TCP connection hang problem (resumes upon new TCP request)

Post by changxu » Mon, 19 Dec 2005 06:27:53

I'm running a simulation with one client machine and four server
machines (all in the same LAN and running Fedora Core 2 with kernel
2.6.5-1.358smp). The client sends about 1.2 million requests (each of
size 432 bytes) through a TCP connection to server and server reads it.

In my first simulation, the client randomly distribute each request to
one of the four servers and it works fine. However, in my 2nd
simulation, where the clients sends all the requests to a central
distributor (running on one of the servers) and the central guy then
distribute the requests to the four servers, the TCP connection between
the client and the central distributor seems to hang, after sometime
(from a few minutes to half an hour). The client stops writing requests
to the socket and the central guy stops reading from the socket.
But, if I launch any other TCP connection request (e.g., telnet
xx.xx.xx.xx 80) to the central distributor machine from another desktop
machine, the program resumes from wehre it hangs (client starts to
write the socket and the central distributor starts to read the sockets
again), although it would hang after a while again unless I redo
another tcp connection to that machine.

Anyone could provide a clue/hint to solve this problem? Thanks. BTW, I
do observe that there are about 12 tcp connections in the TIME WAIT
status on the central distributor server, it is from another thread of
the server process where it periodically opens a new socket, sends a
performance report through that socket to a remote machine, and then
closes the socket immediately. I guess it should not be the reason of
the above problem but not quite sure.

TCP connection hang problem (resumes upon new TCP request)
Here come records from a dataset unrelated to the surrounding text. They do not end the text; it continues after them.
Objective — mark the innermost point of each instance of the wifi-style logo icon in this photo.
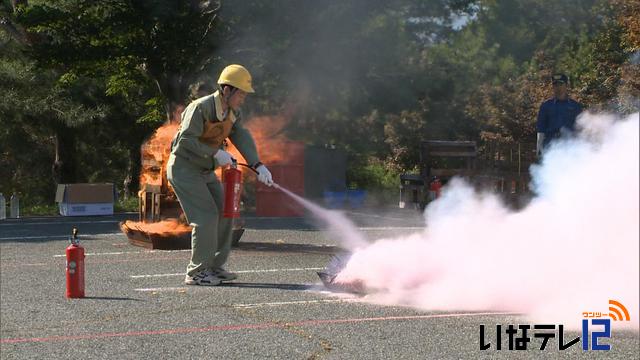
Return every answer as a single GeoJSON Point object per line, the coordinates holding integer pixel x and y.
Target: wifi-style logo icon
{"type": "Point", "coordinates": [618, 312]}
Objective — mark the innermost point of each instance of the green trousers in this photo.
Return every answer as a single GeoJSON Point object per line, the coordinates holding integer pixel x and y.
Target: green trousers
{"type": "Point", "coordinates": [201, 198]}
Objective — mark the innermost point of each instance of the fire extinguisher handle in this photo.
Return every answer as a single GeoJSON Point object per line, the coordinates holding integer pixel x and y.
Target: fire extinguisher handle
{"type": "Point", "coordinates": [248, 167]}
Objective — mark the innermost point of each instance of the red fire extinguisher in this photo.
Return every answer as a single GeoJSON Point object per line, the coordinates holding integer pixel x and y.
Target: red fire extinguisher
{"type": "Point", "coordinates": [434, 188]}
{"type": "Point", "coordinates": [75, 267]}
{"type": "Point", "coordinates": [232, 178]}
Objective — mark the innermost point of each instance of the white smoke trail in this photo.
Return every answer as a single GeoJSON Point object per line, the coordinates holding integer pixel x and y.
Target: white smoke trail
{"type": "Point", "coordinates": [574, 247]}
{"type": "Point", "coordinates": [341, 227]}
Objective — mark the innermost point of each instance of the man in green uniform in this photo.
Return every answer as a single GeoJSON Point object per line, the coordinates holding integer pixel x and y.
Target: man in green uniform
{"type": "Point", "coordinates": [195, 152]}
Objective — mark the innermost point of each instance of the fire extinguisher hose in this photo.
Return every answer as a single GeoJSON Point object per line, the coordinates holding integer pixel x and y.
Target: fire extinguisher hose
{"type": "Point", "coordinates": [248, 167]}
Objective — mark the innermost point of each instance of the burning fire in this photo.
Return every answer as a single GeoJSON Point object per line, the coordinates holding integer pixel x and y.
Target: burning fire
{"type": "Point", "coordinates": [155, 154]}
{"type": "Point", "coordinates": [271, 143]}
{"type": "Point", "coordinates": [165, 228]}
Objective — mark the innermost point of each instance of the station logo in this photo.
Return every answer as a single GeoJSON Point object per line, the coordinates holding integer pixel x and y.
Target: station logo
{"type": "Point", "coordinates": [596, 326]}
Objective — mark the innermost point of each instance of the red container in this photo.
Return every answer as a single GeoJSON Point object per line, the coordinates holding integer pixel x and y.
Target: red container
{"type": "Point", "coordinates": [232, 179]}
{"type": "Point", "coordinates": [75, 271]}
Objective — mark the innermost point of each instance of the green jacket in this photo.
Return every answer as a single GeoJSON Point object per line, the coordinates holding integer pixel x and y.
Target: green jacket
{"type": "Point", "coordinates": [187, 143]}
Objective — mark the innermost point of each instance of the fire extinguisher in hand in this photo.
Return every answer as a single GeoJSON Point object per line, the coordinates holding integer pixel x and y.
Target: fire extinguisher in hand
{"type": "Point", "coordinates": [75, 267]}
{"type": "Point", "coordinates": [232, 178]}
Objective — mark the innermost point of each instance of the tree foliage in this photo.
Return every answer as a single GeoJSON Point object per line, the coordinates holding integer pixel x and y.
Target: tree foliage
{"type": "Point", "coordinates": [85, 82]}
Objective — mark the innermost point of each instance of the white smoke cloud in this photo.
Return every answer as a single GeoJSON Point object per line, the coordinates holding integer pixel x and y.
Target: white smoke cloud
{"type": "Point", "coordinates": [574, 247]}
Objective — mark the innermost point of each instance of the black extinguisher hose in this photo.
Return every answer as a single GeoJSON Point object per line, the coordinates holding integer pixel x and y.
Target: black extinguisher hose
{"type": "Point", "coordinates": [248, 167]}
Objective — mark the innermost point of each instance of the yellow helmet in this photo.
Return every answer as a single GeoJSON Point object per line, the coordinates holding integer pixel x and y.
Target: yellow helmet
{"type": "Point", "coordinates": [236, 76]}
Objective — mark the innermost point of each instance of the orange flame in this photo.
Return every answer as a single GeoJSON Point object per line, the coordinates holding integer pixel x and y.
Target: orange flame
{"type": "Point", "coordinates": [165, 228]}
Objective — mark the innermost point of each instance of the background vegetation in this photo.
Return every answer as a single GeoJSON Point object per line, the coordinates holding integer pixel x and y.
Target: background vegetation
{"type": "Point", "coordinates": [83, 83]}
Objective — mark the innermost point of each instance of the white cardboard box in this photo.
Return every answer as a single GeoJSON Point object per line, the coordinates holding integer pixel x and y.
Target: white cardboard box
{"type": "Point", "coordinates": [85, 199]}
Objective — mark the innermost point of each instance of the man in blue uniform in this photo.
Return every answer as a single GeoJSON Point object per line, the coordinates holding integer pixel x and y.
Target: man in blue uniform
{"type": "Point", "coordinates": [558, 114]}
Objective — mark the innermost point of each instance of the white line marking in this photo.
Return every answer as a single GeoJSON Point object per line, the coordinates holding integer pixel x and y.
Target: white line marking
{"type": "Point", "coordinates": [127, 252]}
{"type": "Point", "coordinates": [61, 236]}
{"type": "Point", "coordinates": [26, 223]}
{"type": "Point", "coordinates": [237, 272]}
{"type": "Point", "coordinates": [392, 228]}
{"type": "Point", "coordinates": [374, 215]}
{"type": "Point", "coordinates": [301, 302]}
{"type": "Point", "coordinates": [161, 289]}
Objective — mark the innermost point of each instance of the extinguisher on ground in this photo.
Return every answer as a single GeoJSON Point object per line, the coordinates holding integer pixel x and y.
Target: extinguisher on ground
{"type": "Point", "coordinates": [75, 267]}
{"type": "Point", "coordinates": [232, 178]}
{"type": "Point", "coordinates": [435, 187]}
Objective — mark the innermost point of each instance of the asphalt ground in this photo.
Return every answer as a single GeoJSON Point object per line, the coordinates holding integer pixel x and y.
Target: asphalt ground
{"type": "Point", "coordinates": [137, 306]}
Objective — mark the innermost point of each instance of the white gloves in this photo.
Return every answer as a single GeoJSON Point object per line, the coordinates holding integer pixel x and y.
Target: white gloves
{"type": "Point", "coordinates": [223, 158]}
{"type": "Point", "coordinates": [539, 144]}
{"type": "Point", "coordinates": [264, 175]}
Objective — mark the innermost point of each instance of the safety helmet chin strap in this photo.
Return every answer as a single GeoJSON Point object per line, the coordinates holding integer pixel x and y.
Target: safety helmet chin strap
{"type": "Point", "coordinates": [225, 98]}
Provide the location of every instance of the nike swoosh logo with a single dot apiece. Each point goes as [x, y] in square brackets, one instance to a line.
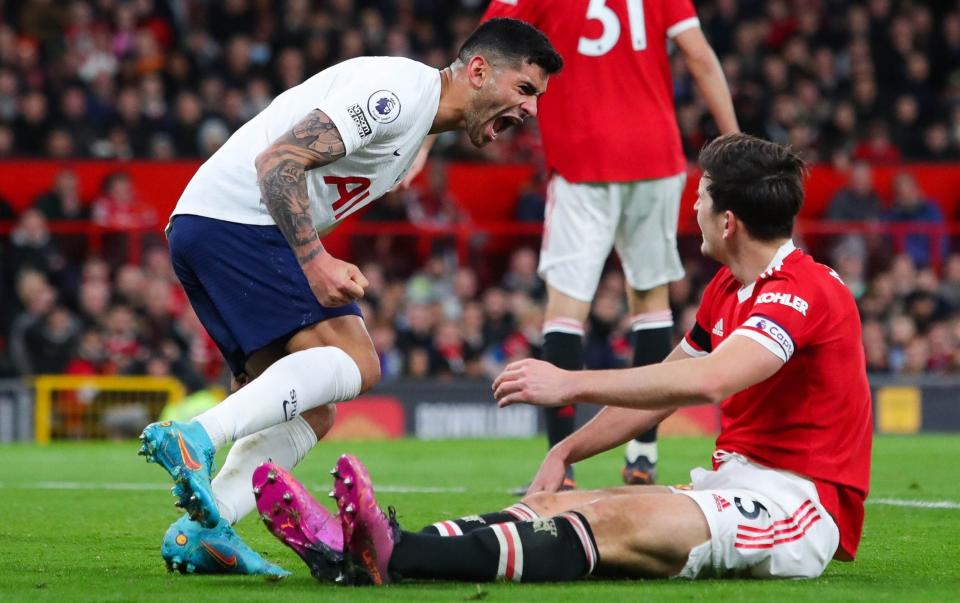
[220, 558]
[188, 460]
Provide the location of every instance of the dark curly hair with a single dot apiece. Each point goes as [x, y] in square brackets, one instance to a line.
[515, 41]
[760, 181]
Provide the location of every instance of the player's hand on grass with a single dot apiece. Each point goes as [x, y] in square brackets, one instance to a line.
[549, 477]
[532, 382]
[334, 281]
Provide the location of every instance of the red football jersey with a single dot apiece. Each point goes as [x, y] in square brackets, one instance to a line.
[813, 417]
[609, 115]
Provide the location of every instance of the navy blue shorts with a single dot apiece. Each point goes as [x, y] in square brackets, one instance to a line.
[245, 284]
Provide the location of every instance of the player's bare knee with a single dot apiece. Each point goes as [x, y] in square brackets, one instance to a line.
[369, 364]
[544, 503]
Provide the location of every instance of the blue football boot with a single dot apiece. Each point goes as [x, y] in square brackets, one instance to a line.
[186, 452]
[191, 548]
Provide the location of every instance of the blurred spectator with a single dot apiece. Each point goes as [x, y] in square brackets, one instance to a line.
[858, 201]
[51, 341]
[877, 147]
[120, 207]
[62, 202]
[89, 357]
[911, 207]
[32, 248]
[522, 275]
[37, 298]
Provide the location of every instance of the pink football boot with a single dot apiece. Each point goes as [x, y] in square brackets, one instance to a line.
[369, 534]
[300, 522]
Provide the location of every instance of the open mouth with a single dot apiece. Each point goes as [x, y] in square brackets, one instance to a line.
[504, 123]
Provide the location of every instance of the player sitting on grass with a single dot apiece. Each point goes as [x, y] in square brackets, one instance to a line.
[245, 243]
[776, 345]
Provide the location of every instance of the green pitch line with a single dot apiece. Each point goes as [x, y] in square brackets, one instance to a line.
[83, 522]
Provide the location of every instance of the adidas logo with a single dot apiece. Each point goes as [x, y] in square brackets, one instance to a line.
[718, 328]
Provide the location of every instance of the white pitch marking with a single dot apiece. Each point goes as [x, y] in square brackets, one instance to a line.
[917, 504]
[395, 489]
[140, 486]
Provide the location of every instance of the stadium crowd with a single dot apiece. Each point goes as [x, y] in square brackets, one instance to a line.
[851, 83]
[876, 80]
[443, 320]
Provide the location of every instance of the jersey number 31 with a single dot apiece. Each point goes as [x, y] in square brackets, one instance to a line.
[598, 10]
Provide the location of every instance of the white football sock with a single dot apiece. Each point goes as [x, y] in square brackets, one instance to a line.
[637, 449]
[284, 445]
[289, 387]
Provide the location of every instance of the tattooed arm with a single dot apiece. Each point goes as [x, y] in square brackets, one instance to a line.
[281, 175]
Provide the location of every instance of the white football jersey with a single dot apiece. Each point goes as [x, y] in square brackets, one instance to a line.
[383, 108]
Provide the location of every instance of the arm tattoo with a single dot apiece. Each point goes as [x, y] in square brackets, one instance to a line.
[281, 169]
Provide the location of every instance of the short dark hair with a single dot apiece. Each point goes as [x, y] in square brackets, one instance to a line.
[513, 40]
[760, 181]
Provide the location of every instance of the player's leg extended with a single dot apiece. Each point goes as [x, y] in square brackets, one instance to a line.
[578, 235]
[641, 535]
[534, 506]
[249, 292]
[289, 442]
[647, 245]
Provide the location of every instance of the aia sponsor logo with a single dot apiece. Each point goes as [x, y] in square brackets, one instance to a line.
[784, 299]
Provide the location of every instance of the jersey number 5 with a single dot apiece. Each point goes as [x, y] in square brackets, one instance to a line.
[352, 190]
[599, 11]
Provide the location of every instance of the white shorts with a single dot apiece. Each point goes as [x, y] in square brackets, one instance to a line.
[764, 523]
[585, 221]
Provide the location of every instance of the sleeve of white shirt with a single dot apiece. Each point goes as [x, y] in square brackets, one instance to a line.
[374, 105]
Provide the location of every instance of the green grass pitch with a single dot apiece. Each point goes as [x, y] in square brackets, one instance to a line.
[84, 522]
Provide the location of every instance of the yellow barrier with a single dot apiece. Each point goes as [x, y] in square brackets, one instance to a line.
[83, 407]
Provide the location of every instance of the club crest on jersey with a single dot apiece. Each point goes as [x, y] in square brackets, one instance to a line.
[360, 120]
[794, 301]
[383, 106]
[718, 328]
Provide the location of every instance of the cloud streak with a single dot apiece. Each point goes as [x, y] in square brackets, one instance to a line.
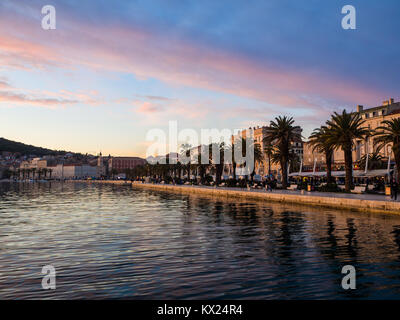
[176, 61]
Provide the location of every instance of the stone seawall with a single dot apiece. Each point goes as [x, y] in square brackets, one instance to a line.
[339, 202]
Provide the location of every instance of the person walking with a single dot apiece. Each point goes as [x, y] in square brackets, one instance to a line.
[394, 189]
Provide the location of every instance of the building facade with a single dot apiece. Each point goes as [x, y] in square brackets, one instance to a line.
[121, 164]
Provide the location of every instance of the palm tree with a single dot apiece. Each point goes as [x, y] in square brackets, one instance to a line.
[375, 161]
[321, 142]
[389, 134]
[33, 173]
[343, 130]
[218, 164]
[45, 170]
[283, 133]
[258, 158]
[185, 151]
[269, 151]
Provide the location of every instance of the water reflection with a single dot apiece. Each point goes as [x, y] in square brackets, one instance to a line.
[116, 242]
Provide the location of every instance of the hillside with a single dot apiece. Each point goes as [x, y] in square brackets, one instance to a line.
[26, 149]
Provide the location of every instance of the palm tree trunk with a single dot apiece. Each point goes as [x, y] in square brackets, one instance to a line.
[269, 165]
[284, 172]
[396, 153]
[348, 162]
[328, 160]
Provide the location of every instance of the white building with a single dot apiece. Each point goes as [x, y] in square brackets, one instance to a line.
[71, 171]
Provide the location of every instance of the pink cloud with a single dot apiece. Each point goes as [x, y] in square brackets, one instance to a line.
[176, 62]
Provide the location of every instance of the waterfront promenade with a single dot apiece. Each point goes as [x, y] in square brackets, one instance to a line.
[358, 202]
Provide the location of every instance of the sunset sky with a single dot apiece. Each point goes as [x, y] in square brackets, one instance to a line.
[112, 70]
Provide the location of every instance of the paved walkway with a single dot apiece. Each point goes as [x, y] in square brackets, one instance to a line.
[372, 197]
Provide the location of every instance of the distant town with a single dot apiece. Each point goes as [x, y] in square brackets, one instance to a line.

Post by Enrique Pe » Mon, 19 Dec 2005 08:42:07

Could you arrange for a computer running ethereal or tcpdump, so
one could learn something about the state of the tcp protocol
at the points where it hangs? You know, window sizes, tcp options,
presence of PUSH bit, if the last request is acknowledged, are
there retransmissions, etc.

Also, save a copy of the kernel counters, preferably at points in
time when you know which packets in the capture are included in
the count. Is it possible to signal the programs involved, and have
them report the count of requests sent or received up to that

If an unrelated connection request from another workstation
seems to unlock the situation, is there any chance that any
iptables module is involved? Does udp have similar effects?
icmp or ping? I see you have port 80 in the example telnet
command, may I guess that port 80 is involved in the simulation
too? When the system hangs, what are the processes involved
doing? waiting in "select()" or "poll()"? Have you tried to
attach it with strace? man strace, option "-p".

I really have no idea, but until somebody shows up with one,
it seems natural to do whatever possible to characterize the
situation and find bounds to the problem. Is the hang in
the kernel, in iptables, or in the application? If the process
sleeps on select, are the right file descriptors present in
the fdsets? (strace.)

Twelve connections does not sound overwhelming.